Thank You Mr. Lynch

My first year out of high school I left Seattle to attend college halfway across the country in Northfield, Minnesota. It was a beautiful place: The Autumn leaves – a fireworks show; the town – a Midwest jewel; the campus (otherwise know as “The Hill,”) – immaculate.

And something about it freaked me out. Standing on top of the campus hill – overlooking the flat farmland that stretched on forever – I was struck with a creeping sense of reverse vertigo. So much flat – so much sky. No mountains or mist or fog or colossal moss-laden old growth trees to insulate against the void. Standing there as the first wind-chilled kiss of winter grazed my cheek, I realized: I missed Washington. I missed home.

Fortunately, that Fall, David Lynch’s Twin Peaks was in full swing on network television and for an hour each week, I could return home by tuning in. The first reverberating chord of Angelo Badalamenti’s opening music started it. The subsequent images sealed the deal: A thrush in an evergreen tree; sawmills; Mt.

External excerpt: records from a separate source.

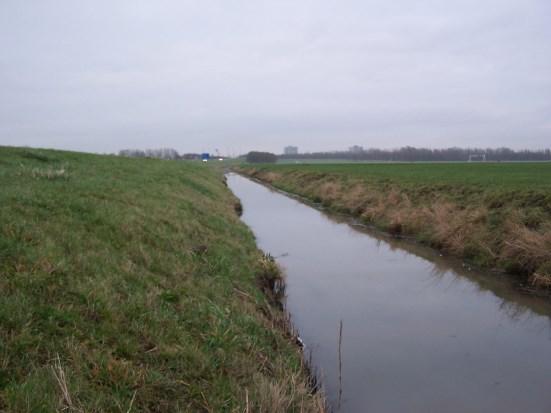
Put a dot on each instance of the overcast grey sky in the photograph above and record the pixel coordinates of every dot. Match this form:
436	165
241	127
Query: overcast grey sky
238	75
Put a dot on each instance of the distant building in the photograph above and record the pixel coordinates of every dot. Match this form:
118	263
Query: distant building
290	150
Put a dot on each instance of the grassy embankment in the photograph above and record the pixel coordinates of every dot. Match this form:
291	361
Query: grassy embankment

Si looming in the mist; snowflakes drifting into the thunder of Snoqualmie Falls; the rain soaked, murky, coffee-colored river. Ahh… Washington… Home.

Motion pictures are powerful. They bring us to an immediate emotional place that in our everyday lives may take years or a lifetime to fully understand or express. Mr. Lynch’s show brought me to the starting point of an emotional understanding of my own. I’m not representing here that I fully understand all his work – (or any of it necessarily) – but man – the man can make a mood – and that’s powerful in and of itself. And the mood he made for me in that Twin Peaks opener was made in Washington. Any setting, mood or palette in a filmmaker’s imagination can be found inside this state: The soft rolling hills of the Palouse draped in a sunrise; the craggy spires of the North Cascades in crimson alpenglow; the metropolitan steel, smart neighborhood feel and impossibly gauzy light of Seattle.

That’s where I live now. Back home in Seattle, where I work as a writer and director. Today, it’s raining outside. Not the soft, misty rain we see for much of the winter – but a real, hard, clean rain. The wind is moving the dark Evergreens slowly in a January dance. The light is platinum in the west. My old black and white dog sleeps under the golden lamplight by this writing desk. On top of the desk sits a script I’ve worked on for some time. Inside the script are rivers full of salmon – and mist in the mountains and colossal moss-draped trees draped in gauzy light.

A mood is a powerful thing. Thank you Mr. Lynch.